Kuzey bir süre onun çıktığı kapıya dalgın gözlerle baktıktan sonra ağır adımlarla üst kata doğru yöneldi. Kızın ne durumda olduğuna bakıp çıkacaktı odadan. İçeri girdiğinde kendi büyük geniş yatağında hareketsiz yatan kızı görünce yüzündeki ifade yumuşadı. Küçük bir kız çocuğu gibi görünüyordu bu haliyle.

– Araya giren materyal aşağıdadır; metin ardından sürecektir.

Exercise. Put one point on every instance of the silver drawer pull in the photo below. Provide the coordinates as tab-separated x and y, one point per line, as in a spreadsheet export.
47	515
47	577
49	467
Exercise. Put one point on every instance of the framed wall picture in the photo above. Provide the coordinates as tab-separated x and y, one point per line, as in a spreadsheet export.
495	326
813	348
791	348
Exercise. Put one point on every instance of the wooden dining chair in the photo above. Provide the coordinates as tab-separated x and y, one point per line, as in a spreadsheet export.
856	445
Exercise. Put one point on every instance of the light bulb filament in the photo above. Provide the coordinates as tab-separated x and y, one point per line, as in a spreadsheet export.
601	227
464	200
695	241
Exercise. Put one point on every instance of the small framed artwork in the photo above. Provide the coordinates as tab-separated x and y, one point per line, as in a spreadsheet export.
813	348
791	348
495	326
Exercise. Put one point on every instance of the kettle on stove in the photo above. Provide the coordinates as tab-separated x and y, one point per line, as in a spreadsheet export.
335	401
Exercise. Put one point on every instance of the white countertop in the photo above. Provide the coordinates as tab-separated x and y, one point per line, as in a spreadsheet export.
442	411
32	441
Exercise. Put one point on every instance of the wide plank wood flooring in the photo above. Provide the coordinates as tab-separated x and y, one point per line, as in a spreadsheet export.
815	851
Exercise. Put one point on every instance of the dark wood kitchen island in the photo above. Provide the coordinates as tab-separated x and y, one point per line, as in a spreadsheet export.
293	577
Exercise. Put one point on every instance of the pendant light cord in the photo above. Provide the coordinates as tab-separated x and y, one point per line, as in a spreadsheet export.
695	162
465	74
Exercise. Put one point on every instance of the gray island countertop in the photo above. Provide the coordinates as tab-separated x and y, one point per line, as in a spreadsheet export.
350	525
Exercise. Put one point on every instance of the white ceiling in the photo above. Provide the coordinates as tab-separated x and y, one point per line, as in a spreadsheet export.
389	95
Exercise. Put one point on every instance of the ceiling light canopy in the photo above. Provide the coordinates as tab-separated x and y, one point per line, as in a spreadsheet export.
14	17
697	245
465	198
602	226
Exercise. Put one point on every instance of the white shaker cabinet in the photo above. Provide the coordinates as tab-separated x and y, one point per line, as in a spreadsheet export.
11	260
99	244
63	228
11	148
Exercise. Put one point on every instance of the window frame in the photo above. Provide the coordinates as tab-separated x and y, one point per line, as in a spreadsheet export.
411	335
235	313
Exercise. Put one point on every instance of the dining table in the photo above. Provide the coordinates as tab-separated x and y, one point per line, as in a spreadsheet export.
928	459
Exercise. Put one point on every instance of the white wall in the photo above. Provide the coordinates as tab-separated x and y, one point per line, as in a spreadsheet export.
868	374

Yatağın yanına gelip elleri cebinde düşünceli gözlerle izledi bir süre. Uzun, dalgalı saçları yastığa koyu bir bulut gibi yayılmış, küçücük burnu nefes aldıkça belli belirsiz hareket ediyordu. Solgun dudakları hafif aralık, hırıltılı bir şekilde nefes alıp veriyordu. Yatağın kenarına oturup elini uzatarak alnına dokundu.
"Senin ateşin var." diye fısıldadı. Yüzüne düşen bir tutam saçı hafifçe geriye doğru aldı. Aynı anda kızın hafifçe gözlerini araladığını görerek elini yanmış gibi geriye çekti.
Göz göze geldiler. Hayatında hiç böyle bir yeşil görmediğini düşündü bir an için. Genç kız kendinde değil gibi bir şeyler mırıldandı. Elini kaldıracak gibi oldu. Uzanıp elini yeniden yatağa bastırdı.
"Şşşşt, korkma. İyi olacaksın. Uyu şimdi." diye fısıldadı.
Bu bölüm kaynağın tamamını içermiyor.